Experiments on the Deepfake and Face2Face datasets show that the networks perform well, with MesoInception-4 achieving over 98% detection rate on the Deepfake dataset. The method is robust to video compression, with results showing that aggregation of frame predictions improves detection accuracy. The networks also show that eyes and mouths are critical for detecting Deepfake forgeries, as these areas tend to be less detailed in forged images.
The paper concludes that the proposed networks are effective for detecting face tampering in videos with low computational cost. The method is validated on real-world conditions, showing high detection rates for both Deepfake and Face2Face videos.
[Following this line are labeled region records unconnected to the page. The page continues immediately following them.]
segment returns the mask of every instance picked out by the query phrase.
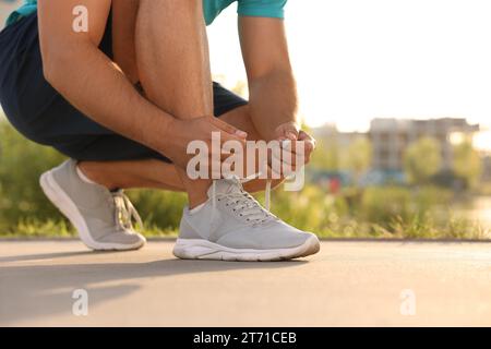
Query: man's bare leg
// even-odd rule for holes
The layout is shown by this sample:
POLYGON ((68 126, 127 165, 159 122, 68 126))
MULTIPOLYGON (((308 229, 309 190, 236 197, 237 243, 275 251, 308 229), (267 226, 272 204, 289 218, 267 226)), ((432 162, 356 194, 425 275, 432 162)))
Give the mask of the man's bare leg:
MULTIPOLYGON (((236 108, 220 119, 244 130, 251 141, 261 139, 249 117, 248 106, 236 108)), ((157 159, 82 161, 79 167, 91 180, 109 189, 152 188, 185 191, 176 167, 157 159)), ((273 186, 280 182, 280 180, 273 181, 273 186)), ((252 180, 244 186, 249 192, 258 192, 264 190, 265 184, 265 180, 252 180)))
MULTIPOLYGON (((132 83, 140 80, 135 50, 135 22, 139 5, 140 0, 112 1, 112 41, 115 61, 132 83)), ((158 84, 158 86, 160 86, 159 83, 160 82, 157 79, 156 84, 158 84)), ((206 84, 208 84, 208 82, 206 82, 206 84)), ((166 94, 161 94, 159 97, 164 98, 166 97, 166 94)), ((184 98, 184 100, 187 99, 188 98, 184 98)), ((191 103, 193 101, 191 100, 191 103)), ((211 107, 206 107, 206 109, 211 109, 211 107)), ((246 131, 248 133, 248 140, 256 141, 262 139, 252 123, 248 106, 236 108, 221 116, 220 119, 246 131)), ((83 161, 79 164, 79 167, 86 177, 109 189, 155 188, 185 191, 182 182, 182 173, 179 174, 173 165, 155 159, 83 161)), ((275 181, 274 184, 278 184, 279 182, 280 181, 275 181)), ((208 182, 203 184, 204 188, 207 188, 208 185, 208 182)), ((246 189, 252 192, 263 190, 264 186, 264 180, 254 180, 246 184, 246 189)))
MULTIPOLYGON (((213 116, 213 87, 201 0, 141 0, 136 19, 140 81, 147 98, 179 119, 213 116)), ((211 180, 177 169, 190 207, 207 200, 211 180)))

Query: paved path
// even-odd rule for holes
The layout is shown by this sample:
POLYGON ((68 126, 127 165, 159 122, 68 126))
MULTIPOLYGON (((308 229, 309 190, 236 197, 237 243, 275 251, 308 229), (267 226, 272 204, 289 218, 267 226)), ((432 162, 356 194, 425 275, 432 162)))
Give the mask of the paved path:
POLYGON ((0 242, 0 325, 491 326, 491 243, 325 241, 284 263, 177 261, 171 246, 0 242))

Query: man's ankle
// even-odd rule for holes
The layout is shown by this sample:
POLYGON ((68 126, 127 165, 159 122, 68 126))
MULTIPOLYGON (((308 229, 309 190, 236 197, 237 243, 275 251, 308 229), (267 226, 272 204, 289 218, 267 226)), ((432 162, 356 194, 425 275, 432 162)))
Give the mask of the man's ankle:
POLYGON ((105 176, 101 176, 100 170, 98 170, 97 166, 93 163, 79 163, 76 165, 76 172, 84 182, 99 184, 110 191, 118 189, 118 185, 116 185, 112 180, 108 180, 105 176))

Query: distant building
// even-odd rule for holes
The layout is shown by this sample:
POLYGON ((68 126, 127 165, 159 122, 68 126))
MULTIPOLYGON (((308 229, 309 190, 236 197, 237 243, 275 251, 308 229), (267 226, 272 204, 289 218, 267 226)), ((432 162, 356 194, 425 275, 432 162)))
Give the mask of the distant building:
POLYGON ((339 148, 347 148, 357 139, 367 137, 364 132, 339 132, 334 123, 314 129, 313 135, 318 140, 327 140, 339 148))
POLYGON ((463 118, 373 119, 369 132, 373 146, 372 168, 384 171, 403 170, 406 147, 421 137, 429 136, 440 142, 443 169, 450 169, 453 160, 451 135, 471 135, 478 131, 478 124, 469 124, 463 118))

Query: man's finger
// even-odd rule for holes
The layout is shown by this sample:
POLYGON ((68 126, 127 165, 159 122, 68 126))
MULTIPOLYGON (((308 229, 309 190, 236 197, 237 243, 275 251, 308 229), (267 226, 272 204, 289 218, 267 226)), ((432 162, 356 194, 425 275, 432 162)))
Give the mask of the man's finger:
POLYGON ((227 133, 233 134, 241 139, 246 139, 248 136, 247 132, 241 131, 241 130, 237 129, 236 127, 232 127, 231 124, 229 124, 223 120, 219 120, 217 118, 212 118, 212 120, 213 120, 212 122, 214 125, 216 125, 218 129, 220 129, 227 133))

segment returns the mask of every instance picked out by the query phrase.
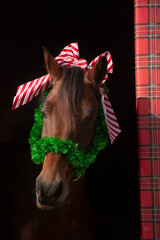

The study also highlights the importance of understanding deep learning models to evaluate their effectiveness and limitations.This paper presents a method for automatically and efficiently detecting face tampering in videos, focusing on two recent techniques: Deepfake and Face2Face. Traditional image forensics techniques are not suitable for videos due to compression degradation. Instead, the paper proposes two deep learning networks with few layers to focus on mesoscopic image properties. These networks are evaluated on existing and newly created datasets, achieving high detection rates: over 98% for Deepfake and 95% for Face2Face.
Deepfake replaces a person's face in a video with another's. It uses autoencoders to train on facial images, allowing the generation of realistic face swaps. Face2Face, on the other hand, transfers facial expressions from one person to another in real-time using a simple RGB camera.
The proposed method analyzes videos at a mesoscopic level, avoiding the limitations of microscopic analysis in compressed videos and the difficulty of distinguishing forgeries at a semantic level. Two networks, Meso-4 and MesoInception-4, are introduced. Both have low parameter counts and achieve high classification scores.
Experiments on the Deepfake and Face2Face datasets show that the networks perform well, with MesoInception-4 achieving over 98% detection rate on the Deepfake dataset. The method is robust to video compression, with results showing that aggregation of frame predictions improves detection accuracy. The networks also show that eyes and mouths are critical for detecting Deepfake forgeries, as these areas tend to be less detailed in forged images.
The paper concludes that the proposed networks are effective for detecting face tampering in videos with low computational cost. The method is validated on real-world conditions, showing high detection rates for both Deepfake and Face2Face videos. The study also highlights the importance of understanding deep learning models to evaluate their effectiveness and limitations.